しかしその終末思想はもろにA.ロメロから影響を受けてますね。「新たな敵」っていうタイトルからまさかな、まさかそんなそのままなわけないよな、と思ったらそのまさかでその「新たな敵」ってのが思いっきり秩序の崩壊で暴徒化した人間=「ゾンビ狩猟団」でしたからね。なんという「ドーン・オヴ・ザ・デッド」
という風に悉くゾンビ物の王道をぶっ飛ばす、何も考えてない極上のどあほうスプラッターです。

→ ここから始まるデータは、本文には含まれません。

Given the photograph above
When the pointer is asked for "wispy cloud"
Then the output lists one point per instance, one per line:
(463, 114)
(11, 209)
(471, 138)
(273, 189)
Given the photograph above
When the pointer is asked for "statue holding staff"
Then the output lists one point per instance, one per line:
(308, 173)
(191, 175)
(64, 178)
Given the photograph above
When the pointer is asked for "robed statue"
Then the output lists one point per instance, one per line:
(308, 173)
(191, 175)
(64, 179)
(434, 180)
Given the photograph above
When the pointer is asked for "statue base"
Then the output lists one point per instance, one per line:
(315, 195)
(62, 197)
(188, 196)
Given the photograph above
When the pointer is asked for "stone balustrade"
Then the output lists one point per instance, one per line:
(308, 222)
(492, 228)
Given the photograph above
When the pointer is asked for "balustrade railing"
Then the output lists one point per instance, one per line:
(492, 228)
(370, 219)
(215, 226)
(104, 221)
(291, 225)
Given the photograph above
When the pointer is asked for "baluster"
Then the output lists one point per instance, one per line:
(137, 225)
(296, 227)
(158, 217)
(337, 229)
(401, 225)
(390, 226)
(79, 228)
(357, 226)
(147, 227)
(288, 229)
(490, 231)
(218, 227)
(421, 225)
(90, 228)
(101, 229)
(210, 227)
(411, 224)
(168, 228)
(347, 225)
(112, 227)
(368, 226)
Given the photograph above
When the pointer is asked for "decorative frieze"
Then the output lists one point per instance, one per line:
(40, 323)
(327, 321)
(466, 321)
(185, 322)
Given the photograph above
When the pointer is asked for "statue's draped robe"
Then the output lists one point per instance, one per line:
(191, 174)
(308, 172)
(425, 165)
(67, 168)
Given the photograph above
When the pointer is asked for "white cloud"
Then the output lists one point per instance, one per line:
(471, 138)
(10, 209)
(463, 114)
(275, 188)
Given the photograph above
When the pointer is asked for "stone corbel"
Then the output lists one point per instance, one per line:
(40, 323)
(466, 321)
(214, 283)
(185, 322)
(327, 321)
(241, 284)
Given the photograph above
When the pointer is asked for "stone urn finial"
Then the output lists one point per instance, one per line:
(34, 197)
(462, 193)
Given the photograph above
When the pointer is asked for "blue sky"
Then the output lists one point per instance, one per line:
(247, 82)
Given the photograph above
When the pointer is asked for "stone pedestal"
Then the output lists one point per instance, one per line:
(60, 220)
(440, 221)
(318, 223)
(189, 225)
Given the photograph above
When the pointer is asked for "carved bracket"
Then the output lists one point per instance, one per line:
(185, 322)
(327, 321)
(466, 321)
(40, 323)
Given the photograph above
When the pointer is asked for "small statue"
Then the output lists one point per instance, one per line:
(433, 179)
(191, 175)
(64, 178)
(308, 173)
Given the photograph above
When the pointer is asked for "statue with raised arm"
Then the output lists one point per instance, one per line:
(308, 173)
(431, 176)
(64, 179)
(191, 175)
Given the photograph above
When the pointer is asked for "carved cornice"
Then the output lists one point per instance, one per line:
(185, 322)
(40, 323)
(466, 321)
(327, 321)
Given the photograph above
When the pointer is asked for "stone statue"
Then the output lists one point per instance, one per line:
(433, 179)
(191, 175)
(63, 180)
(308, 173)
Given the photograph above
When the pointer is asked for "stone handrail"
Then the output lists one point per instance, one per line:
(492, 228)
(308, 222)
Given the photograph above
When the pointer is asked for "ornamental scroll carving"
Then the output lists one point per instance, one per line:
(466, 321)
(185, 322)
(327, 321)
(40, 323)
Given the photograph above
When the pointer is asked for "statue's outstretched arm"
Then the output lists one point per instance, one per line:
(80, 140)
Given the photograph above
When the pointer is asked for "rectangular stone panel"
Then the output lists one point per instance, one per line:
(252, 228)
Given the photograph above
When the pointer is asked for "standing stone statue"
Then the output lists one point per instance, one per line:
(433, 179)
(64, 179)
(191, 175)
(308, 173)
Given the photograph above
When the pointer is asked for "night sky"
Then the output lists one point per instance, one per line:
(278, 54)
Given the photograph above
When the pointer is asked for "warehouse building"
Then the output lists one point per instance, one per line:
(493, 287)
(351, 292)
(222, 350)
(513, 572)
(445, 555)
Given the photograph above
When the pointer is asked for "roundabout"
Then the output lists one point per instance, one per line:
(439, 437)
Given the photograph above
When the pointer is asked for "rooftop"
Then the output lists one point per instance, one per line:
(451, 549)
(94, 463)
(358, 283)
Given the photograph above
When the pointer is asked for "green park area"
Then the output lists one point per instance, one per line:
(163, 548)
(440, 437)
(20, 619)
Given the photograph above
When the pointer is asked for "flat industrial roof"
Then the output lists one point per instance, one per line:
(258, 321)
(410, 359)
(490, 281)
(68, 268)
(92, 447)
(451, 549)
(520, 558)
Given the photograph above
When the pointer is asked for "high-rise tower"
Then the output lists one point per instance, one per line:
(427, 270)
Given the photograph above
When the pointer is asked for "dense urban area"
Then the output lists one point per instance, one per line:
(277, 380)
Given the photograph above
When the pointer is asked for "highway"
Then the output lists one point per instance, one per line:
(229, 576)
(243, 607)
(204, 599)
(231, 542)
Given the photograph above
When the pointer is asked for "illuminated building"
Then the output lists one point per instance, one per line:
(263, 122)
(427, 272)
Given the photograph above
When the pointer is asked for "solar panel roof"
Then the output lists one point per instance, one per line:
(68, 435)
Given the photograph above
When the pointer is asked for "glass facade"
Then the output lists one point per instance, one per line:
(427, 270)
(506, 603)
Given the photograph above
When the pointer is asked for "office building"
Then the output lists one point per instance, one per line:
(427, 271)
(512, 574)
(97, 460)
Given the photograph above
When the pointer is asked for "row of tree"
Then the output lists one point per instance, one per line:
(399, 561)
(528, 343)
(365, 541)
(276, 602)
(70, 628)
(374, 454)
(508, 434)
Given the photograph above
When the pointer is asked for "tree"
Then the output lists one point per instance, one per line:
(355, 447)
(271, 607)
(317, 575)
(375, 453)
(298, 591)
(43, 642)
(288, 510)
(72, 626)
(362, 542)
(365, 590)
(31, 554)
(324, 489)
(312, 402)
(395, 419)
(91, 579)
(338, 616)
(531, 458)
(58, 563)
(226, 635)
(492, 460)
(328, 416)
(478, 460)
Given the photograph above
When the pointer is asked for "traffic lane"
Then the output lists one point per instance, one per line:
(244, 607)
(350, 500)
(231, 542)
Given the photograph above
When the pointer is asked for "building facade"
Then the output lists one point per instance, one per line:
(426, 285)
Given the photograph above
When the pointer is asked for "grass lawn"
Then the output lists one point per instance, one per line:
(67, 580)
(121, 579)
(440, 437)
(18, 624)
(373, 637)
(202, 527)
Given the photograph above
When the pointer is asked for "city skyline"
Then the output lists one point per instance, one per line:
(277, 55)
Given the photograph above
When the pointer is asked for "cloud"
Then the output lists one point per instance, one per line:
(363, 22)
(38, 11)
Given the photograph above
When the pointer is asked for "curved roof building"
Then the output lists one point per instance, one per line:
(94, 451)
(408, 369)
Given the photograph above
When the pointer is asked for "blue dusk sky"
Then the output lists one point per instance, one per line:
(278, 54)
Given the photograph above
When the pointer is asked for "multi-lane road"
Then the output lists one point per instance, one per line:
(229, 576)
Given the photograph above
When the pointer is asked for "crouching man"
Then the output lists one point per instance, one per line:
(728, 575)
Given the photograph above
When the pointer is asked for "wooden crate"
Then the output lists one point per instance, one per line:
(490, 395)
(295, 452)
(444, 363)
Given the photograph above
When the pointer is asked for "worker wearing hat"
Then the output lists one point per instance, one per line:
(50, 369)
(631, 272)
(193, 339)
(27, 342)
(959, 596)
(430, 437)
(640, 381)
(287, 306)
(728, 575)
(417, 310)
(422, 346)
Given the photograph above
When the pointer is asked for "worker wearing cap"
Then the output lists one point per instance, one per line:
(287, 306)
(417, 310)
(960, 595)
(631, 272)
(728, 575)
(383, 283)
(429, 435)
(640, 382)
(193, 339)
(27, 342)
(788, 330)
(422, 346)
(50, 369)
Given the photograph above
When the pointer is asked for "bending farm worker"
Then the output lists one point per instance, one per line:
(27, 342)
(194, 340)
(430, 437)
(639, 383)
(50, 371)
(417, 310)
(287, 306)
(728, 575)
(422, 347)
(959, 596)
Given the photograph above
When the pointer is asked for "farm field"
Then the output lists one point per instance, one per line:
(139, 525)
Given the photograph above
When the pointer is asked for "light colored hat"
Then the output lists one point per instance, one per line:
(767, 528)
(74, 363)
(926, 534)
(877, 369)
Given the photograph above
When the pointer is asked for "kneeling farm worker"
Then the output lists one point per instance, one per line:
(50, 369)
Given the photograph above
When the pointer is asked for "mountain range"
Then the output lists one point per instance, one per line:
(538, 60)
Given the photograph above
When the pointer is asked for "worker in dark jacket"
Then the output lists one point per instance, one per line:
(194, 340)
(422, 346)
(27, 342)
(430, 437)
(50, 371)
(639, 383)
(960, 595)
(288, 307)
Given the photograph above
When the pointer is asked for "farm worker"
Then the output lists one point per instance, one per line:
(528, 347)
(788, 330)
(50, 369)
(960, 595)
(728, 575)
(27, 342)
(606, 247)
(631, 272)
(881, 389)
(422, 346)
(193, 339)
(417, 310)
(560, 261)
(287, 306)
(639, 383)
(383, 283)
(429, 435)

一応ゾンビ物が大好きで結構数多くの作品を見てきちゃった自分から言わせてもらうとですね、この後多分こうなるんだろうなあっていう展開はおろかオチも誰が生き残るのかも、こういうのが好きな人間からするとまず間違いなく分かります。自衛隊が保護する、アルミケースを抱えた謎の女性っていうこれまたゾンビ作品だと不可欠な要素まで登場して、でもその正体も完全に予想の範疇です。しかしこいつ関連の種明かしはびっくりするほど盛り上がりません。尻すぼみもいいところです。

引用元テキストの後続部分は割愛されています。